И с того времени Егор стал все больше приглядываться к Добриян. Правда, зимой мало случаев встретиться. Ганна, так же как он, почти никуда не ходила: или на работе, или сидит дома с дочкой. А на работе ведь она не одна. Всегда среди людей. Так что за зиму только раз повезло ему. Когда он был в правлении, председатель велел Егору позвать Добриян, у него было к ней дело. А однажды он занес ей с почты письмо. И хотя он мало пробыл в Ганниной хате, всего несколько минут, пока та взяла письмо и поблагодарила, Егор опытным глазом успел заметить, что в доме у Ганны порядок: чисто, уютно, на стене ходики, словно живые, гомонят, у окон фикусы, а две кровати чистые, прибранные. И воздух какой-то светлый, приятный… Правда, может, и дочка-школьница занималась уборкой, но, известное дело, не без матери, ее наставлений.
И Егор все больше и больше убеждал себя, что там его настоящее место. Он даже пожалел, что столько времени потерял на Лога. Если б он с самого начала решил пойти к Ганне, может, уже жил бы как человек.
И вот когда солнце уже славно пригревало и запели скворцы на деревьях, а жаворонок так прямо ввинчивался в небо, когда кругом зазеленело и верба у окна стала под ветром стучаться ветвями в стекла, словно зовя куда-то, Егор не выдержал. Подготовившись как следует, снова одевшись по-праздничному, не хуже, чем когда-то к Вольке, отправился на этот раз к Добриян. Опять же, чтобы иметь повод зайти, он не поленился сходить на почту и, будто по дороге домой, занес ей газеты.
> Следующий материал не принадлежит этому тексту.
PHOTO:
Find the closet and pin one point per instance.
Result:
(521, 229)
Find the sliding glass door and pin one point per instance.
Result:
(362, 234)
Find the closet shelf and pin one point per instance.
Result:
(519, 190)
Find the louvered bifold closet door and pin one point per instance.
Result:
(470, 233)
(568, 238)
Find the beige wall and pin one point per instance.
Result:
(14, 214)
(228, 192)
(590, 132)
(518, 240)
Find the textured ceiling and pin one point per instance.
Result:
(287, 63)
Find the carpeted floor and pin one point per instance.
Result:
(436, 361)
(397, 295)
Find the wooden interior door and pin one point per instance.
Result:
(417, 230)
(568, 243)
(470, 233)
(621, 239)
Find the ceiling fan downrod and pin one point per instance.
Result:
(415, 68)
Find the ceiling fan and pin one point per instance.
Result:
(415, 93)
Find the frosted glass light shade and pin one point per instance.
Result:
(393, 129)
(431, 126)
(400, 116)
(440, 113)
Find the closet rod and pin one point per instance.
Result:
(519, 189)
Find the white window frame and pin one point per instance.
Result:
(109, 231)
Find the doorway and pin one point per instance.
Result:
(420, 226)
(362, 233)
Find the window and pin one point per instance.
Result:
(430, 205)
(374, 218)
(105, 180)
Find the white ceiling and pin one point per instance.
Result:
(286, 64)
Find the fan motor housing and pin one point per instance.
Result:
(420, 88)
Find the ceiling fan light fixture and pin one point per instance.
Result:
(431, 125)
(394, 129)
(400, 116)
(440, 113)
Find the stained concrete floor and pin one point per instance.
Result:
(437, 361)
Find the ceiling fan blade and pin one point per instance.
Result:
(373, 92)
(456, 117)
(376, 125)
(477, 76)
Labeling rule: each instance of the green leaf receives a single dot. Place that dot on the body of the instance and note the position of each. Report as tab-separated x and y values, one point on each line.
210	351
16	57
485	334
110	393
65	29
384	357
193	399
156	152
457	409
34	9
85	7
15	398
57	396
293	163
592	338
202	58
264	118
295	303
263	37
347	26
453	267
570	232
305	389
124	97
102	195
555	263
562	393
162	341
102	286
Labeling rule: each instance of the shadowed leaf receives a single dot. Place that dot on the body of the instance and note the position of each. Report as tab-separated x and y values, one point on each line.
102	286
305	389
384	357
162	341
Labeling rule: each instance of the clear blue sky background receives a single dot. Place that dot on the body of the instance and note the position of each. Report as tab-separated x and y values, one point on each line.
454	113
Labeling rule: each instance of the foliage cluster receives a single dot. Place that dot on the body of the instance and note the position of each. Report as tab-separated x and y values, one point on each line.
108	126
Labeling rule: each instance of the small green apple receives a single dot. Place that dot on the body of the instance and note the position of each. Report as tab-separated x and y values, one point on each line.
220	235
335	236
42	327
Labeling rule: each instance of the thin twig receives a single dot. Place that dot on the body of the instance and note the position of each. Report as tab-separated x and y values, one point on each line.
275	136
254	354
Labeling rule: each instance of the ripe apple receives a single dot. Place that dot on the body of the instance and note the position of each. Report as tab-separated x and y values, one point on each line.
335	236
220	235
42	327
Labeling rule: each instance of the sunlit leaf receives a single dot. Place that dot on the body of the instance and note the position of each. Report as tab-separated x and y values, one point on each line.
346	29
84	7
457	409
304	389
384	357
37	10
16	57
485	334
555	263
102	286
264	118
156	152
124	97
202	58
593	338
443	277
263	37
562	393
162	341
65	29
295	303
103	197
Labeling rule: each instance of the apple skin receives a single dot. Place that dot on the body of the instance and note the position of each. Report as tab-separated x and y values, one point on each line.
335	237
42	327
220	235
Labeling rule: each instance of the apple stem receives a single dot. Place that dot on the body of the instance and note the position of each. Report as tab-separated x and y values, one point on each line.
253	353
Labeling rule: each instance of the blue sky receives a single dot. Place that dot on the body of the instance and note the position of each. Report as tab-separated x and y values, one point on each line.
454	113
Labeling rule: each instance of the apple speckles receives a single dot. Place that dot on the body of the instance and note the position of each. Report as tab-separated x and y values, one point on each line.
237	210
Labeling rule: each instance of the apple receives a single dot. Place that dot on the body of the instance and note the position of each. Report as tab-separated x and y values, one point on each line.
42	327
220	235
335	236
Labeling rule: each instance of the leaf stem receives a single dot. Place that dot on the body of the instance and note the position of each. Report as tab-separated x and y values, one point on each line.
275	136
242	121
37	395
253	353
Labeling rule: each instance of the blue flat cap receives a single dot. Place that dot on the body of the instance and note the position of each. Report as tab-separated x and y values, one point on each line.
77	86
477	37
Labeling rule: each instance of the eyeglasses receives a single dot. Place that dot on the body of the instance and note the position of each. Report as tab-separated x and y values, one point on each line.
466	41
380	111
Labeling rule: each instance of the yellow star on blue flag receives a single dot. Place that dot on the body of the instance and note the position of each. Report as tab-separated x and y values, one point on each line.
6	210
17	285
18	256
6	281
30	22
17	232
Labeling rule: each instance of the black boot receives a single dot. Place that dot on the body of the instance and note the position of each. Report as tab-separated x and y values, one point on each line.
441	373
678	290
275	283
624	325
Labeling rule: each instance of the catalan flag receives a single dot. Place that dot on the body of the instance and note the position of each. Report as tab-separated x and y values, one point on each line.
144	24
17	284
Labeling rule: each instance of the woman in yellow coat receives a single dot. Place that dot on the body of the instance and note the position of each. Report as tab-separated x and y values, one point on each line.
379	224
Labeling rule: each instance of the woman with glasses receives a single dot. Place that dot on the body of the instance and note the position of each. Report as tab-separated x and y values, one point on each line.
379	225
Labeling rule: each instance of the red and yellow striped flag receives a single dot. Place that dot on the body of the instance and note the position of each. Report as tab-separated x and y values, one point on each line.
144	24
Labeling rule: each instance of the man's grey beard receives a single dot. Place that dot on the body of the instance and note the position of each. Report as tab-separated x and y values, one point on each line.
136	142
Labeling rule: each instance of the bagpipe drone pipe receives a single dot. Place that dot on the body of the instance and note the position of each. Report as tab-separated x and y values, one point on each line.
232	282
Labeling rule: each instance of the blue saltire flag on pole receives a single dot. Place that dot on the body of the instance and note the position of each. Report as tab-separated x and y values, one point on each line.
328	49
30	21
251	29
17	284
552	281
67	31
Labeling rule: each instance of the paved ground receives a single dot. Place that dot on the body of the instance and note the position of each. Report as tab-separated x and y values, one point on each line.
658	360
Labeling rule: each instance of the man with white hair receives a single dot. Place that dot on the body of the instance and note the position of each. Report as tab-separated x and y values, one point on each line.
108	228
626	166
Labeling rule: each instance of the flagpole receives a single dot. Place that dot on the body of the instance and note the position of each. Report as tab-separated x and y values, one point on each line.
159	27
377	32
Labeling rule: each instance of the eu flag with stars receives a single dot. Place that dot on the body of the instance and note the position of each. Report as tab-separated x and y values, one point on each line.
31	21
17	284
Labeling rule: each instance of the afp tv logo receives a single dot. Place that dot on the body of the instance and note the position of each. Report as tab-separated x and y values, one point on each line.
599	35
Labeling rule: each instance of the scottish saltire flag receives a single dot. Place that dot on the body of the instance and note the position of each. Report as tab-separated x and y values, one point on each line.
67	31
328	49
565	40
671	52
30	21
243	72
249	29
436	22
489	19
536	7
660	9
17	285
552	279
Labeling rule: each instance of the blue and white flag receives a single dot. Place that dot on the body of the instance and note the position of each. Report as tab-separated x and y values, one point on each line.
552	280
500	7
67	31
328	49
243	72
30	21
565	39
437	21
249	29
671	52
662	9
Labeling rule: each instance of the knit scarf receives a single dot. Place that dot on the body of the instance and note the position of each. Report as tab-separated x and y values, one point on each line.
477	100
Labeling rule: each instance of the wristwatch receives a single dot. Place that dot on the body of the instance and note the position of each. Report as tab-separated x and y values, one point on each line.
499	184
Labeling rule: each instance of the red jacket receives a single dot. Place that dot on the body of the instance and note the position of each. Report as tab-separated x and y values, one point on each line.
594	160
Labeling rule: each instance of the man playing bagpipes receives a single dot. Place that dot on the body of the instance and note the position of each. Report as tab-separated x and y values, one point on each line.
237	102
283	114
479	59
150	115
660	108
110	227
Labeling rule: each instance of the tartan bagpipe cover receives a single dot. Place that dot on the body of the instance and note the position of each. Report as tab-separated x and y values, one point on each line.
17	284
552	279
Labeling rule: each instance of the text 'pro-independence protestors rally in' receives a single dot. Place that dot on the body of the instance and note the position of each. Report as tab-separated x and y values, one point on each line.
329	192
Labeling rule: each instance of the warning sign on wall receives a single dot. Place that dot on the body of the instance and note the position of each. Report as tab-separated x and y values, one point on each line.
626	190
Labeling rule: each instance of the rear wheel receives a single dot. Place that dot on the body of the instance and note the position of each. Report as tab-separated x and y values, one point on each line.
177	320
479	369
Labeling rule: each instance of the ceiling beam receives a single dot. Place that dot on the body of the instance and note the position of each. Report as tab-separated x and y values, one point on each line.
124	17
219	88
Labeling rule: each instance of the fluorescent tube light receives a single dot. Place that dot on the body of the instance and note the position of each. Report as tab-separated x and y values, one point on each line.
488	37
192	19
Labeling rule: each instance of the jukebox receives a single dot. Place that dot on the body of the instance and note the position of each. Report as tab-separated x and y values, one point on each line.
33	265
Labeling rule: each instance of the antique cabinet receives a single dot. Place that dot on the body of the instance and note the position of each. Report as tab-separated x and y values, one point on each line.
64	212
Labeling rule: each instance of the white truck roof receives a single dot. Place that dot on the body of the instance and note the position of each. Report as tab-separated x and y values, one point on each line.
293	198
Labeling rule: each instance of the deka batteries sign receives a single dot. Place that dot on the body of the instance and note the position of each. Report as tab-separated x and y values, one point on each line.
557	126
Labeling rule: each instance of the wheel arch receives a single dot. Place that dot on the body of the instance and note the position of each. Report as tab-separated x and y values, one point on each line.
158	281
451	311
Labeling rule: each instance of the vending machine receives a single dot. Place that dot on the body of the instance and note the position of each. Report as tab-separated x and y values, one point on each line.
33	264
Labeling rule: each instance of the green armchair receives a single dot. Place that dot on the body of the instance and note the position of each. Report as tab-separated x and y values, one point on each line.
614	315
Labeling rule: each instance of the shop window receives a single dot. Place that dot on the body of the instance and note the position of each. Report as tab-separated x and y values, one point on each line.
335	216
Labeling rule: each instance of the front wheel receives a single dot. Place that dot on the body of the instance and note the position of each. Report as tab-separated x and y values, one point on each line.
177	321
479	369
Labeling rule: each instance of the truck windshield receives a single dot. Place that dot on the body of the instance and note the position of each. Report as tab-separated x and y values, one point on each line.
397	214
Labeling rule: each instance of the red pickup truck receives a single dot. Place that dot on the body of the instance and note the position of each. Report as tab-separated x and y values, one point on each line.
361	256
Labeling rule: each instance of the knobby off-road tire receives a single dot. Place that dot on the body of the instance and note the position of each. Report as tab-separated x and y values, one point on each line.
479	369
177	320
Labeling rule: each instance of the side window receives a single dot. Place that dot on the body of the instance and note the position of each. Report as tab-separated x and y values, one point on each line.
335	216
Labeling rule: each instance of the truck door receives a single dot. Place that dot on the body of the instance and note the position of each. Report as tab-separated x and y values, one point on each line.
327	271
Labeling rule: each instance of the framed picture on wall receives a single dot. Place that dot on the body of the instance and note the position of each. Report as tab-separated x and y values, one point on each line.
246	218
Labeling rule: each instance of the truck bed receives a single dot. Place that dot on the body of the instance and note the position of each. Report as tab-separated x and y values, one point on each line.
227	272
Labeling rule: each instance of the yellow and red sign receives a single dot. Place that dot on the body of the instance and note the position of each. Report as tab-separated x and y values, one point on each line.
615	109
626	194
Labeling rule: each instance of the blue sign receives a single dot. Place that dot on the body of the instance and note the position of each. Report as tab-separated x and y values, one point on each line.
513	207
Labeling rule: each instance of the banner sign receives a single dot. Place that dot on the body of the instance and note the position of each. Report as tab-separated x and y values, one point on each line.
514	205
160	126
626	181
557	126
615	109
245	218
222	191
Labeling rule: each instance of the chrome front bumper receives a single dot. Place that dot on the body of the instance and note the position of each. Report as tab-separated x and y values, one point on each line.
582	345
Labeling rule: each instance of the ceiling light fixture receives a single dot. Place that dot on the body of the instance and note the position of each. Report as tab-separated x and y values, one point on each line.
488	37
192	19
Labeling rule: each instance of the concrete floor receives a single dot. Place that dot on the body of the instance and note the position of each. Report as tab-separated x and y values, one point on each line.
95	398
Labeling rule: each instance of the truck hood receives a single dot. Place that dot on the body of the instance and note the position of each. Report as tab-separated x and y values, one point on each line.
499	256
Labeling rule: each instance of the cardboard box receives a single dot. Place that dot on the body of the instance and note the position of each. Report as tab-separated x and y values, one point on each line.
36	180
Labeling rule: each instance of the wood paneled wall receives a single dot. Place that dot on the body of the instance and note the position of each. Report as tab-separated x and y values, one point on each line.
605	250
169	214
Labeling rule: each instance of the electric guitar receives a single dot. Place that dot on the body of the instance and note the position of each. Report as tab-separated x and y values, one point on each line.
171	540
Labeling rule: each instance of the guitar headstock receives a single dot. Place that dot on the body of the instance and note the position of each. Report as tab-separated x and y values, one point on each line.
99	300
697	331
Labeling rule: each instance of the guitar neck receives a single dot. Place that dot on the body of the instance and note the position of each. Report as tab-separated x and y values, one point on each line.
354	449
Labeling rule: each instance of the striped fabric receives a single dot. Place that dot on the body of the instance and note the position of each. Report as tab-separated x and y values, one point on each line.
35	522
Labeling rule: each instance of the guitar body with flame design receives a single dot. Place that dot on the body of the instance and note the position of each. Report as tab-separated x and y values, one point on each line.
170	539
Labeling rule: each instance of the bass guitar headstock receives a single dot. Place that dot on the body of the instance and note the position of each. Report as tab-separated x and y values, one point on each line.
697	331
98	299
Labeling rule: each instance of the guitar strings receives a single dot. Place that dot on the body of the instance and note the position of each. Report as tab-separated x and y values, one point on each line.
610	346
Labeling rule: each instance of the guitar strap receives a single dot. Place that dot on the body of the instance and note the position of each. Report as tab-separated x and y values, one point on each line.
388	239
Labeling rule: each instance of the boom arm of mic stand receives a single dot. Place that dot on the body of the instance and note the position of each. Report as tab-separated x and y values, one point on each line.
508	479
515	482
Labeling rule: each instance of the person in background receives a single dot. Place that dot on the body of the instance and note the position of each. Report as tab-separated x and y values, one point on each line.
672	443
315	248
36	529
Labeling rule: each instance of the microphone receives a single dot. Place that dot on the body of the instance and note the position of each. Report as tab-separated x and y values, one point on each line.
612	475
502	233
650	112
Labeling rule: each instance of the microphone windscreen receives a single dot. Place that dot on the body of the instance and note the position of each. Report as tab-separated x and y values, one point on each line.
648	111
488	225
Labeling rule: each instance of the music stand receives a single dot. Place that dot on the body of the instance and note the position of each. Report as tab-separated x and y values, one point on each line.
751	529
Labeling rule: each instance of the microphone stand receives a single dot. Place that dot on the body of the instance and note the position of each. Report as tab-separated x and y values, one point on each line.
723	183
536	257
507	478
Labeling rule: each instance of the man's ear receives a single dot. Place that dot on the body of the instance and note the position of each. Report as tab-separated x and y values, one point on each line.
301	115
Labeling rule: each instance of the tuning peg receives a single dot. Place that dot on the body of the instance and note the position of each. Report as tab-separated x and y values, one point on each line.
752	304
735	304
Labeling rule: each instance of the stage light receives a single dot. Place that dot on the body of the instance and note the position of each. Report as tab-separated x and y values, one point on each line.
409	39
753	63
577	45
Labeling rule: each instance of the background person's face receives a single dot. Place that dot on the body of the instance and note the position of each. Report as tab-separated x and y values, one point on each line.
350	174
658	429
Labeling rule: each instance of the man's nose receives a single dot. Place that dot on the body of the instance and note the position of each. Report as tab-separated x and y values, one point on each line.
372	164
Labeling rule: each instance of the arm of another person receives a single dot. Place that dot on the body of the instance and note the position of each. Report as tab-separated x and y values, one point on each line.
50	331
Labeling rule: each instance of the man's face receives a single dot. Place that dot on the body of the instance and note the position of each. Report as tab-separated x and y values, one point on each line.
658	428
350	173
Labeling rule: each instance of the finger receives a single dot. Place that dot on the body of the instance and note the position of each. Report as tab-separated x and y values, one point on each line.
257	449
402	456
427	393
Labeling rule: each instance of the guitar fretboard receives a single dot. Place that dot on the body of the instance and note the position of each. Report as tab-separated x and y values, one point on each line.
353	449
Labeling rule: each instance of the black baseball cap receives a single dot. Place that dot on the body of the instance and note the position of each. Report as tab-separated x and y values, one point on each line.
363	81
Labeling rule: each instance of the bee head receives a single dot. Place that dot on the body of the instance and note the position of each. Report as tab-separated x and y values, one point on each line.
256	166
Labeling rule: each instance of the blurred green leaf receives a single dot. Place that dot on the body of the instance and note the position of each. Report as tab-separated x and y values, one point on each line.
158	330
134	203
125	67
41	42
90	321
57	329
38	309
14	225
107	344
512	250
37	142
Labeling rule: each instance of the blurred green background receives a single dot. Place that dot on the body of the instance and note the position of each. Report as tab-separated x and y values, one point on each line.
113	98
Войдя в Ганнин двор, он почувствовал, что ему тут еще больше, чем в прошлый раз, нравится. Мало того, что двор был хорошо подметен и посыпан желтым песочком, на дорожке, до самого крыльца, был раскидан свежий аир. Как будто сама судьба разостлала перед ним эту дорожку, и, подбодренный такими мыслями, Егор вошел в хату. Обрадовало его и то, что Ганна была одна, дочь, видно, на каком-нибудь собрании в школе, значит, можно поговорить.
Поздоровавшись и отдав Ганне газеты, Егор на этот раз не направился к выходу и, хотя и не получил приглашения, присел. Егор молчал, только беспокойно вертел в руках свою новую соломенную шляпу.